During oil production from a subterranean formation, water or undesirable gas may seep from the formation and accompany the produced oil. The production of water or unwanted gas with the produced oil may present major problems, including a significant reduction of oil production, the need for costly remedial actions, downtime in production, and the like. The water may seep into the well with produced oil from any subterranean zone in communication with the oil producing formation, such as, for example, through a fracture, a high-permeability streak, a high-permeability zone, and the like, or may be the result of water coning, water cresting, lateral channeling, and the like. Additionally, the source of the water may be from waterflood techniques. Likewise, although in some instances gas may be desirably produced from a subterranean formation, certain gases may be undesirable and production at high gas/oil ratios may decrease the productive life of the subterranean formation. Unwanted gas may seep into the well with produced oil due to a variety of causes, including fractures in the formation, gas coning, gas channeling, and the like as a result of the high mobility of gas in the formation.
Conformance control treatments may be used to reduce the influx of water (“water shutoff”) or gas (“gas shutoff”) with produced oil. As used herein, the term “conformance control” and any variants thereof (e.g., “conformance treatments” or “conformance control treatments”) refers to sealant treatments involving the placement of a material, or a “conformance material” or “conformance composition,” into a wellbore and adjacent to a water-bearing or gas-bearing portion of a subterranean formation that is capable of at least partially preventing, reducing, or otherwise controlling the influx of the water or gas into the wellbore. Such conformance materials may include, but are not limited to, particulates, gels, sealants, blocking polymers, and the like. Conformance control treatments may enhance recovery efficiency and reduce costly downtime or separation techniques required for separating the oil from unwanted produced fluids.

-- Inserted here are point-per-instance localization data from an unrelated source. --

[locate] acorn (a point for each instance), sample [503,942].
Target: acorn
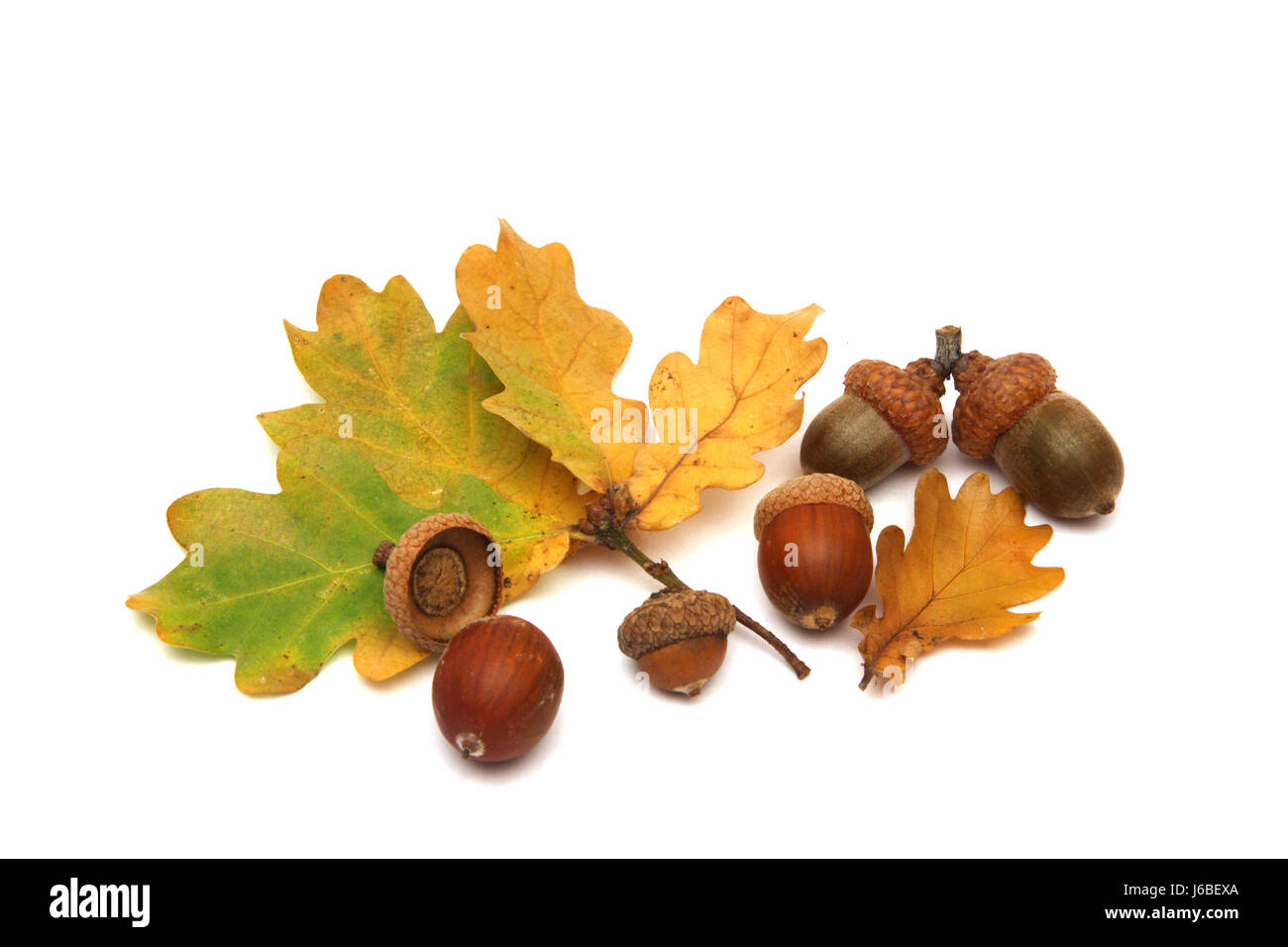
[679,638]
[497,688]
[443,574]
[1050,445]
[887,418]
[815,548]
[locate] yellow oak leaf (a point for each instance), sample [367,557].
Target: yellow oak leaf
[554,354]
[711,416]
[967,562]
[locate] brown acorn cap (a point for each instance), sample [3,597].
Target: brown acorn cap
[675,615]
[811,488]
[438,579]
[906,398]
[995,393]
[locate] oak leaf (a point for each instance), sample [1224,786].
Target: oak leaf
[741,397]
[967,562]
[554,354]
[411,399]
[557,357]
[281,581]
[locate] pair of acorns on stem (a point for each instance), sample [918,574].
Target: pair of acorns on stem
[814,532]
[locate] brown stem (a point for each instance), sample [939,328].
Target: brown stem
[618,540]
[948,350]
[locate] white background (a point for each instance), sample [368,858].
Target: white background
[1100,183]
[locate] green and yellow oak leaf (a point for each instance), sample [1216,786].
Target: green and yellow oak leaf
[279,581]
[410,398]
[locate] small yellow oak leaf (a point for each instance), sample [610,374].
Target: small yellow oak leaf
[554,354]
[967,562]
[711,416]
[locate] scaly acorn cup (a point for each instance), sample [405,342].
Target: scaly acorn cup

Subterranean formations often require conformance treatments at depleted or low pressure zones, where the hydrostatic pressure coupled with pumping pressure in the wellbore may exceed the fracture gradient of the formation, thus promoting the formation of unplanned, induced fractures and significant loss of drilling or other treatment fluids, particularly those having high densities. Conformance fluids may additionally be lost into these fractures or other areas of high permeability if they are themselves high-density fluids or are delivered in high-density fluids. Conformance fluids foamed due to the presence of gas within the fluid have thus been used to achieve reduced densities. The addition of gas to achieve foamed conformance materials may not always be sufficient to overcome the high density constituents often included in conformance fluids. Moreover, the presence of the gas and the high density constituents together may cause the foamed conformance fluids to reach extreme viscosities that are unmanageable in terms of mixing and pumping. Furthermore, the equipment requirements for transporting and injecting gases into fluids makes the technology less accessible. Thus, although the density of the conformance fluid may be reduced, it may not be practicably used.